The FCA announced changes in July 2023 with the goal of reducing the use of social media by “influencers” to persuade UK customers to buy risky financial products. A few of the regulations included outlawing cryptocurrency incentives like “refer a friend” bonuses, requiring influencers to disclose all potential risks, and giving products a 24-hour cooling down period so that novice investors could properly weigh their options. The action was taken in response to a notable increase in 2022—14 times more financial product promotions by influencers on social media than the year before.
Fraud
Fraud is defined by law as the deliberate use of deception to get unfair or illegal benefit or to deny a victim their legal rights. Fraud can be illegal under civil or criminal law; for example, a victim of fraud may sue the perpetrator to stop the fraud or obtain financial compensation; or fraud may not result in any loss of money, property, or legal rights but nevertheless constitute a component of another civil or criminal wrong. The goal of fraud can be financial gain or other advantages, such as getting a passport, travel visa, driver’s licence, or mortgage fraud, in which case the offender makes false claims in an effort to qualify for a mortgage.
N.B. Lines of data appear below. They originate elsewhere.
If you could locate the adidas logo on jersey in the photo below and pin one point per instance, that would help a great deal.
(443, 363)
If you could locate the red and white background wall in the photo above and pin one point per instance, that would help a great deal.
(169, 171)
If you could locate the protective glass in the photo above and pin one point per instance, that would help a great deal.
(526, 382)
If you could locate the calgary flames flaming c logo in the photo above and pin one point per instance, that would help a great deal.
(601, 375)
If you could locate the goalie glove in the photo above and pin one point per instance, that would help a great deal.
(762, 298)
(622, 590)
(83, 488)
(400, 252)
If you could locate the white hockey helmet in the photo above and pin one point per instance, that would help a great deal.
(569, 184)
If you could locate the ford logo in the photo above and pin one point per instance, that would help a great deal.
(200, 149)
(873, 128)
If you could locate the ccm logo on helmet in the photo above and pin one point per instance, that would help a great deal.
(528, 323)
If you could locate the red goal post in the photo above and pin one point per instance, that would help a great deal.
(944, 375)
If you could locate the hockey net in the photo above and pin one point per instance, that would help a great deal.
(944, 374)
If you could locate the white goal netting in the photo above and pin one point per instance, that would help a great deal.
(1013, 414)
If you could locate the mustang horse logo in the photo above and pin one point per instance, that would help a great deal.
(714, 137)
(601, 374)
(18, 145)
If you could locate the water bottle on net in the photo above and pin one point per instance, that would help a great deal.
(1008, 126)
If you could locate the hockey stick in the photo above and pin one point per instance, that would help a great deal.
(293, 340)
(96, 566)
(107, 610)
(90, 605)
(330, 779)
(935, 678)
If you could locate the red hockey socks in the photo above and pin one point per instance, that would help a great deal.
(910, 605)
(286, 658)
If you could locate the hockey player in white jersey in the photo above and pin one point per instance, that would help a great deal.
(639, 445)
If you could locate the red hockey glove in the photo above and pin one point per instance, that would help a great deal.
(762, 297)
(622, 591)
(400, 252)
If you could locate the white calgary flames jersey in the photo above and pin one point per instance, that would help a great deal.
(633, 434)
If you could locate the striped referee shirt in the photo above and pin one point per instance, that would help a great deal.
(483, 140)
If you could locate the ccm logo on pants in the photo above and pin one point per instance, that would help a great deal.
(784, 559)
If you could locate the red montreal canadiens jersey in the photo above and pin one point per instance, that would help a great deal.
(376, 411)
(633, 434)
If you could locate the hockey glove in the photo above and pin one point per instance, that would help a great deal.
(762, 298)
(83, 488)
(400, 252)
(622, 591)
- It could be a warning sign that your broker is not acting in your best interests if they do not reply to you.
- Make sure there are no complaints, do your homework, and carefully study all the fine print on paperwork to ensure you are not being taken advantage of by a dishonest broker.
- Before attempting a withdrawal, try starting a modest account with a small balance and making trades for a month.
- Your broker might be churning if you notice purchase and sell transactions for assets that don’t align with your goals.
- Before pursuing more extreme measures, go over all of your documentation and talk through your options if you are trapped with a terrible broker.
Vesna Jankovic: Bottom Line
Brokers are sometimes to blame for traders’ losses, even if traders sometimes hold them accountable. Before opening an account, a trader should be rigorous in their research on potential brokers. If the broker passes this scrutiny, the trader should make a small deposit, make a few trades, and then withdraw their money. If all goes according to plan, a bigger deposit may be made.
If things are already bad for you, though, you should confirm that the broker is engaging in illicit activity (like churning), make an effort to get your questions addressed, and if that doesn’t work, you should report the broker to the SEC, FINRA, or another regulatory agency that has the authority to take legal action against them.